Alles Liebe aus Österreich,
Karin / Karinista / Silberstein Atelier
Meine Traum-Pflege wäre völlig geruchlos – ich mag keine Beduftungen, vor allem keine intensiven. Dass man unangenehme Eigengerüche der Bestandteile überdecken möchte, verstehe ich natürlich, denn unangenehm riechende Creme möchte ich ja auch nicht 😉 Trotzdem würde ich mir selbst unabhängig vom Irritationspotential mehr Zurückhaltung bei der Parfümierung von Pflegeprodukten wünschen!
Liebe Hana, danke für Deine Stimme! Ja, so sehe ich es auch!

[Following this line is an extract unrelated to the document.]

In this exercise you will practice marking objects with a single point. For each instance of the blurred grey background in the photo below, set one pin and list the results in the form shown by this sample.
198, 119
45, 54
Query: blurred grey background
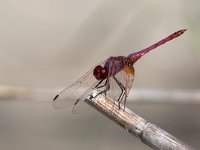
50, 44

Danke für deinen Beitrag! Ich bin Allergikerin, habe eine atopische und hatte eine periorale Dermatitis. Und das ist/war sicherlich kein Spaß! Deswegen gehe ich bei Kosmetikprodukten immer nach dem Motto „Vorsicht ist besser als Nachsicht“ und meide jegliche parfümierte Kosmetik, selbst reizarm beduftete und die meiste Wirkstoffkosmetik, weil ich über die Jahre festgestellt habe, das meine Haut sonst einfach immer unruhiger oder entzündet wird. Ist zwar gerade als Hautpflegejunkie sehr langweilig, aber so geht es meiner Haut am besten. Wie man mit solchen „Empfehlungen“ um sich werfen kann, ist mir ein Rätsel. Sicher ist jede Haut individuell zu betrachten, aber meine Beobachtungen und Erfahrungen decken sich größtenteils mit denen aus meinem Bekanntenkreis und aus dem Internet. Mit solchen Aussagen kann man schon die Hautgesundheit anderer Menschen gefährden.
Hallo, ich möchte mich dem Gedankengang anschließen. Ich bin ebenfalls von atopischen Ekzem und perioraler Dermatitis und weiterhin von einer Duftstoffintoleranz betroffen. Selbst geringste Mengen Beduftung stellen einen Reiz und eine hohe Anforderung an den Körper dar. Nicht nur die atopische Reaktion der Haut, auch Kopfschmerzen und Atemprobleme. Deshalb achte ich peinlichst auf die INCI Listen.
Was dieser Experte von sich gibt, ist eine Verspottung aller Betroffenen.
Naja, man will denken, dass das Interview falsch übersetzt wurde, nicht richtig weiter gegeben wurde oder dass der Arzt einen schlechten Tag hatte…. Wie dem auch sei, sollte man nach parfüm- und reizfreier Pflege nicht als absolute Ausnahme in der letzten Ecke der Kosmetikregale finden müssen. Danke, Dinah!